Wednesday, May 21, 2008

Bud Gal and sexy POP displays

“Hi, I’m a larger-than-life, bikini-clad, point-of-purchase display.

“I’m just hanging out with three of my friends at the end of aisles in a convenience store somewhere in rural Oklahoma.

“We’re here to increase Bud sales. At least that’s what I was led to believe.”

Good question: Do sexy POP displays have any influence on sales?

My guess is “yes.” I find it difficult to believe that this truly one-dimensional Bud Gal—and others like her—have no affect on beer sales.

The Research
At first glance research fails to support this perception. A 1984 study published by Marjorie Caballero and Paul Solomon in Journal of Advertising tested the influence of physically attractive models on POP displays for both beer and tissues. They found that good looking models failed to encourage men to buy more beer: “males tended to buy beer from displays depicting male models rather than from those depicting female models” (p. 21). Equally as interesting, they found that “low attractiveness” (read: ugly) models sold more tissues.

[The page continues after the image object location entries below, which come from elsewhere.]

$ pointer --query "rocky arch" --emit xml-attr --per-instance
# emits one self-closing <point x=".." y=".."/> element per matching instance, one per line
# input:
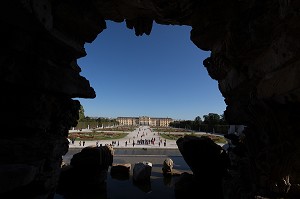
<point x="254" y="48"/>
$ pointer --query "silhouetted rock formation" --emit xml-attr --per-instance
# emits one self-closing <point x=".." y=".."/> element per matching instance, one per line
<point x="254" y="48"/>
<point x="208" y="162"/>
<point x="87" y="171"/>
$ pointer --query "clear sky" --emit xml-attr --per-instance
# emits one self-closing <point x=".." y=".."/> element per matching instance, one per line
<point x="160" y="75"/>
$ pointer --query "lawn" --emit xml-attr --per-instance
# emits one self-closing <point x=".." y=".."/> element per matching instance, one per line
<point x="96" y="135"/>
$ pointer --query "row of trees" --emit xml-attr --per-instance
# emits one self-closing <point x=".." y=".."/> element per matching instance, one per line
<point x="89" y="122"/>
<point x="211" y="123"/>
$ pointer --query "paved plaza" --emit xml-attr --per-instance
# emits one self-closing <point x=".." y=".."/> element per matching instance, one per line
<point x="142" y="132"/>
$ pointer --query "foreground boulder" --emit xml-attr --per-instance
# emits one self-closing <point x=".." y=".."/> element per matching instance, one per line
<point x="208" y="162"/>
<point x="88" y="169"/>
<point x="167" y="167"/>
<point x="142" y="172"/>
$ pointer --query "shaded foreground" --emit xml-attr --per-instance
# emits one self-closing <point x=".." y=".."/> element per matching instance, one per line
<point x="159" y="186"/>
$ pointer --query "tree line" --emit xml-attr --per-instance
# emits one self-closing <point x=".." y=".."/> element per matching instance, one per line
<point x="90" y="122"/>
<point x="212" y="123"/>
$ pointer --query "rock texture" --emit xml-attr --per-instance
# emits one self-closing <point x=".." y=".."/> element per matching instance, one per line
<point x="254" y="47"/>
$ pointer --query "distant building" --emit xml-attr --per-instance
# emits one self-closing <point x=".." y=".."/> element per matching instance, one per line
<point x="144" y="121"/>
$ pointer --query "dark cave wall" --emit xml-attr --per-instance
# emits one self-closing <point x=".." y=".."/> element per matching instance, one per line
<point x="254" y="57"/>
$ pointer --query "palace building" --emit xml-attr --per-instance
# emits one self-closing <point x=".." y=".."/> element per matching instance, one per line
<point x="144" y="121"/>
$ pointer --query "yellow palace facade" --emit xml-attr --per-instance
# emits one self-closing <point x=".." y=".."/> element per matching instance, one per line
<point x="144" y="121"/>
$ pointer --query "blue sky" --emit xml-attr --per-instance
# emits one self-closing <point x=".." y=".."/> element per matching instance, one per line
<point x="160" y="75"/>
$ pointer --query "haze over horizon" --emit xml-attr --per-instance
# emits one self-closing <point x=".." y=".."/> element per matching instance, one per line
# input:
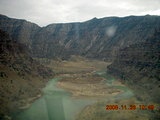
<point x="44" y="12"/>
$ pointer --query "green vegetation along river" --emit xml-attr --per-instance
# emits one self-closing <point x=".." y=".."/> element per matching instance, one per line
<point x="58" y="104"/>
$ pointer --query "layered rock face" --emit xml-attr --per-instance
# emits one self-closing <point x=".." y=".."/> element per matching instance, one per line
<point x="96" y="38"/>
<point x="139" y="66"/>
<point x="21" y="77"/>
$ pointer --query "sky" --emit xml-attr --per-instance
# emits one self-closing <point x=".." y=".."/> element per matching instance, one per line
<point x="44" y="12"/>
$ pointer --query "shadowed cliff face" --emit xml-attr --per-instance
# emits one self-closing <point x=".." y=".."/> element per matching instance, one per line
<point x="139" y="66"/>
<point x="96" y="38"/>
<point x="21" y="77"/>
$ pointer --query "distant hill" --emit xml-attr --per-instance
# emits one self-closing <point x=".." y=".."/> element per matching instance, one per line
<point x="139" y="66"/>
<point x="96" y="38"/>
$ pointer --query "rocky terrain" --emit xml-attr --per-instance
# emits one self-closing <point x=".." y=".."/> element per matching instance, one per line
<point x="139" y="66"/>
<point x="96" y="38"/>
<point x="130" y="43"/>
<point x="21" y="77"/>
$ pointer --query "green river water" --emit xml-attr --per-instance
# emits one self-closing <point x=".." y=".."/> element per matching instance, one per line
<point x="58" y="104"/>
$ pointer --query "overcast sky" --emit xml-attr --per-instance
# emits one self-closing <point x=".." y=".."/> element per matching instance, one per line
<point x="44" y="12"/>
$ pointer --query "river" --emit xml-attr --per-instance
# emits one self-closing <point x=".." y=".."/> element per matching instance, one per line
<point x="58" y="104"/>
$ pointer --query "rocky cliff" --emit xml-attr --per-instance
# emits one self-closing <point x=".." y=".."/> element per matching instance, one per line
<point x="96" y="38"/>
<point x="139" y="66"/>
<point x="21" y="77"/>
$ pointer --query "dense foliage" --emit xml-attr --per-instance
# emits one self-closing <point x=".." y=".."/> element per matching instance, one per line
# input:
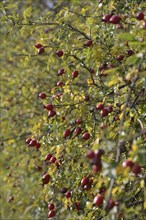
<point x="73" y="89"/>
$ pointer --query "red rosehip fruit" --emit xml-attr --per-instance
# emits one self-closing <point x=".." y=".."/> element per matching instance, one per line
<point x="98" y="200"/>
<point x="51" y="214"/>
<point x="86" y="136"/>
<point x="59" y="53"/>
<point x="42" y="95"/>
<point x="140" y="16"/>
<point x="115" y="19"/>
<point x="75" y="74"/>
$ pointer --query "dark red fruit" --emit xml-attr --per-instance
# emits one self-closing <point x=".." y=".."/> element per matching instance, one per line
<point x="48" y="157"/>
<point x="52" y="159"/>
<point x="68" y="194"/>
<point x="28" y="140"/>
<point x="51" y="214"/>
<point x="77" y="131"/>
<point x="61" y="72"/>
<point x="106" y="18"/>
<point x="51" y="113"/>
<point x="86" y="98"/>
<point x="32" y="143"/>
<point x="128" y="163"/>
<point x="75" y="74"/>
<point x="90" y="154"/>
<point x="104" y="112"/>
<point x="41" y="50"/>
<point x="51" y="206"/>
<point x="66" y="133"/>
<point x="37" y="45"/>
<point x="99" y="106"/>
<point x="59" y="53"/>
<point x="140" y="16"/>
<point x="46" y="178"/>
<point x="42" y="95"/>
<point x="120" y="57"/>
<point x="98" y="200"/>
<point x="115" y="19"/>
<point x="86" y="136"/>
<point x="88" y="43"/>
<point x="60" y="83"/>
<point x="136" y="169"/>
<point x="85" y="181"/>
<point x="48" y="106"/>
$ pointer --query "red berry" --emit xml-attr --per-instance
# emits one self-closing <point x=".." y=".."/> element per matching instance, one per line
<point x="42" y="95"/>
<point x="32" y="143"/>
<point x="49" y="106"/>
<point x="60" y="83"/>
<point x="98" y="200"/>
<point x="46" y="178"/>
<point x="120" y="57"/>
<point x="66" y="133"/>
<point x="78" y="121"/>
<point x="28" y="140"/>
<point x="41" y="50"/>
<point x="85" y="181"/>
<point x="77" y="131"/>
<point x="51" y="113"/>
<point x="48" y="157"/>
<point x="61" y="72"/>
<point x="86" y="98"/>
<point x="115" y="19"/>
<point x="59" y="53"/>
<point x="51" y="206"/>
<point x="75" y="74"/>
<point x="90" y="154"/>
<point x="99" y="106"/>
<point x="52" y="159"/>
<point x="104" y="112"/>
<point x="86" y="136"/>
<point x="51" y="214"/>
<point x="88" y="43"/>
<point x="136" y="169"/>
<point x="128" y="163"/>
<point x="106" y="18"/>
<point x="37" y="45"/>
<point x="140" y="16"/>
<point x="68" y="194"/>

Reading deeper into the article we discover that Caballero and Solomon were only testing facial attractiveness. Basically they included mug shots of high, medium, and low attractive models or no photo at all. In other words, the images tested in their study are a far cry from the POP image shown here.

How sexy POP displays work
My guess is that marketers and retailers are very aware of the influence of POP displays. First, it’s a way to bring attention to your product just as consumers are making a decision. If you are a brand-switcher, and really don’t perceive a difference between Miller and Budweiser, the momentary gratification of a sexual image might get a sponsor the nod.

Last, let’s not forget that sexual information evokes a small but perceptible positively emotional response in most people. Especially domestic beer drinkers, right? When in such a state, one is more likely to make the impulse purchase: “Okay, I’ll get a 12-pack instead of a six.”

I’d be curious to see the research showing Bud Gal’s influence on sales. I bet she sells more Bud (and perhaps more Kleenex) in convenience stores she inhabits.